In the case of Simpson v Cantor Fitzgerald however, the employee’s claim was unsuccessful.
Mr Simpson had been employed for less than a year as a trader for an investment bank when he was dismissed. He claimed that his dismissal was the result of numerous allegations that he had made over the course of his employment about the behaviour of his fellow traders. In all the Tribunal identified 37 specific allegations.
The Tribunal held that none of these were protected disclosures. Broadly, a protected disclosure is a disclosure of information that tends to show that some legal wrongdoing has occurred and which the employee reasonably believes is in the public interest. The Tribunal found that many of Mr Simpson’s disclosures were really just complaints that he had lost out on commission because of the way in which trades were carried out. The real reason he had been dismissed was that ‘distrustful and obstructive’ behaviour had made it ‘utterly impossible for the team to work with him’.

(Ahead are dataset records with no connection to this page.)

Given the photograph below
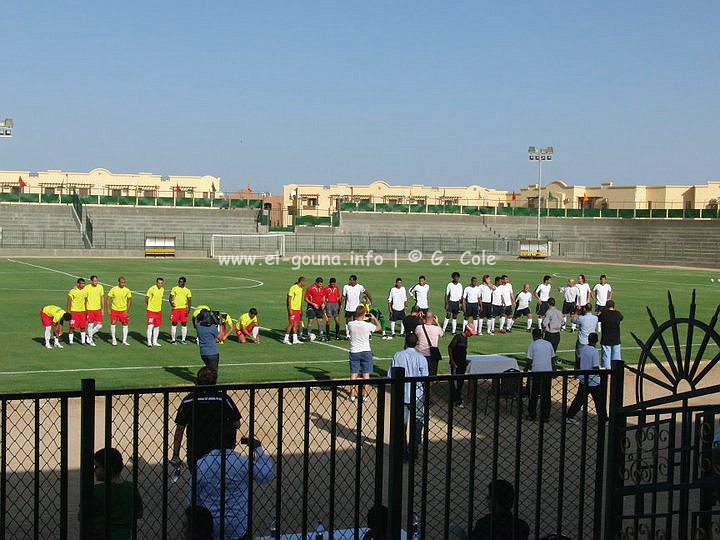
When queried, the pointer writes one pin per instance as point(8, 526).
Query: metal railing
point(333, 458)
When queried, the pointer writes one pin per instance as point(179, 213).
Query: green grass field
point(29, 284)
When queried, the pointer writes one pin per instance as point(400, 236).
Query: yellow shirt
point(120, 297)
point(198, 309)
point(77, 299)
point(295, 294)
point(55, 312)
point(246, 320)
point(95, 294)
point(180, 296)
point(155, 295)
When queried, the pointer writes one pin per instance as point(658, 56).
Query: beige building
point(105, 183)
point(308, 201)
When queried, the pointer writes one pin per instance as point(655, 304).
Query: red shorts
point(178, 315)
point(120, 316)
point(45, 319)
point(78, 319)
point(154, 317)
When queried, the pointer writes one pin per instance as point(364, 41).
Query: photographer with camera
point(208, 333)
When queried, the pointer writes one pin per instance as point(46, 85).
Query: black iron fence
point(333, 458)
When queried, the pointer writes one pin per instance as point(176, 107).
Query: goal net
point(222, 245)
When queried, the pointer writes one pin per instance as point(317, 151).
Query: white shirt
point(352, 294)
point(360, 332)
point(397, 298)
point(602, 292)
point(541, 353)
point(507, 291)
point(237, 481)
point(472, 294)
point(420, 293)
point(543, 291)
point(485, 293)
point(583, 294)
point(415, 365)
point(453, 292)
point(570, 293)
point(523, 299)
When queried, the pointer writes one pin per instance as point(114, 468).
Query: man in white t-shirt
point(602, 293)
point(508, 299)
point(540, 362)
point(570, 293)
point(397, 303)
point(584, 293)
point(542, 293)
point(453, 296)
point(359, 332)
point(351, 298)
point(471, 300)
point(522, 306)
point(420, 292)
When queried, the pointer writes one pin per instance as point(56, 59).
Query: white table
point(483, 364)
point(338, 534)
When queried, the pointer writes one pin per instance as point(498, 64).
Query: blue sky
point(440, 93)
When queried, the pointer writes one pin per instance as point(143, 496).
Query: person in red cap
point(457, 351)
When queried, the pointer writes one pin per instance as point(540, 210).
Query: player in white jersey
point(602, 292)
point(542, 293)
point(570, 293)
point(471, 299)
point(397, 302)
point(420, 292)
point(522, 306)
point(486, 289)
point(508, 297)
point(453, 296)
point(497, 305)
point(584, 293)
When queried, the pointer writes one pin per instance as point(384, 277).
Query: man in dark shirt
point(457, 352)
point(412, 321)
point(610, 341)
point(210, 417)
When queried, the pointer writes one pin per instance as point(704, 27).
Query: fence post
point(87, 442)
point(615, 453)
point(397, 446)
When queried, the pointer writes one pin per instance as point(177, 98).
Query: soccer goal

Nevertheless, the case reached the Court of Appeal which upheld the Tribunal’s findings. The Tribunal had been entitled to find that the allegations that he relied on were not protected disclosures – whether because they were insufficiently specific or because Mr Simpson did not genuinely believe that they tended to show wrongdoing on the part of the employer or its employees. In any event, the complaints themselves were not the reason for dismissal. The Tribunal had found that the manager who made the decision to dismiss was not influenced by those allegations, but by the hostile and corrosive attitude that Mr Simpson displayed towards colleagues, as well as his poor timekeeping. He was dismissed because his employer considered him to be a poor team player, not because he had made protected disclosures.